あれだけ反応しておきながら知り合いではないと言う円堂に、クラスメイト達が訝しげな視線を送る。友人がそんな視線にさらされているというのがなんとなく恥ずかしくてオレは視線を逸らし、窓の外を見た。
窓際の列の、一番後ろ。日当たりが良くてグラウンドが見渡せるこの席を、オレはとても気に入っている。
転校生の豪炎寺は、空いた席——オレの目の前の席に座った。数日前に席替えをした際、転校生が来る分もと担任がクジを一枚大目に作っておいたのだ。委員長が引いた転校生の分のクジが示していたのはこの位置。今まで誰もいなかった席に人が居る違和感を感じながらも、オレは豪炎寺の肩を軽く叩いた。

「よろしく。豪炎寺、だったよな?」
「ああ」
「オレは佐倉麻紀。名字も名前も女子っぽいけど、男子だからな?」
「それくらい見た目で分かるさ」

オレの言葉にフッと小さく笑った豪炎寺に、オレは内心口角を上げる。掴みは上々、見たところお喋りなわけでもないこのクールな転校生とは上手くやっていけそうな気がする。

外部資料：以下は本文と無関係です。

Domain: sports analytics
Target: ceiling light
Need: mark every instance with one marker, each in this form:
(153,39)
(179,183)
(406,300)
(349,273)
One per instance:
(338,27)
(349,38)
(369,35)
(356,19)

給食前の小休憩、オレがトイレに行っている間に円堂が豪炎寺に話し掛けに来ていた。その後ろにはマネージャーの木野の姿。
たしかに、紹介のときにあれだけ反応しておいて、知っていない筈はないよな。
自分の席に座ると、円堂が「佐倉!」と声を上げた。そちらのほうに顔を向ける。

「そうだ、こいつもサッカー部なんだ! なあ、お前もサッカー部に入らないか?」

昨日、この豪炎寺と何かがあったらしい円堂は、豪炎寺のサッカーが上手いと称賛しつつ、なんとか勧誘しようとしている。対する豪炎寺は無表情のまま、迷惑そうに顔を背けた。おっと、雲行きが怪しい。
動向を見守っていると、豪炎寺は静かな声で言った。どこか遠くを見つめる眼差し。オレはそれをよく知っている。

「サッカーは、もう辞めたんだ」

——ああ、この目は。

好きな筈のものを、諦めざるを得なかった者の目だ。以前のオレがしていた、その目だ。
豪炎寺、とオレが声を掛けるより早く、教室に半田が駆けこんできた。円堂が校長室に、何か重要な用件で呼ばれたらしい。教室を飛び出していった円堂の背を見送ってから、先ほどできなかったように豪炎寺に声を掛けようと口を開く。
だが、まるでそれを分かっていたかのように豪炎寺は立ち上がり、配膳を始めた給食当番の方へ歩いていく。小さく溜息を吐く。この話題に触れるにはまだオレたちの距離が遠すぎる。
オレもゆっくり立ち上がり、円堂の分も取ってやろうと思いながら列に並ぶ。

「豪炎寺」
「……なんだ?」
「あー……昨日、円堂と何があった?」

自分の分と円堂の分を運び終えて着席し、豪炎寺の背中に声を掛けると、豪炎寺は振り返った。
オレの問い掛けに対し、不良に絡まれていたのを助けた、と短く返す豪炎寺。その流れのどこにサッカーの要素があるのかは分からないが、円堂が深く感銘を受けるような何かがあったのには間違いない。
いちおうオレたちのキャプテンだし、お世話になったのだから礼くらいは言っておこうと思って言うと、豪炎寺は不思議そうな顔をした。

「……佐倉に感謝される覚えは特に無いな」

まあ、確かに。でも、オレの恩人の恩人ってことなら、つまり、そういうことじゃん。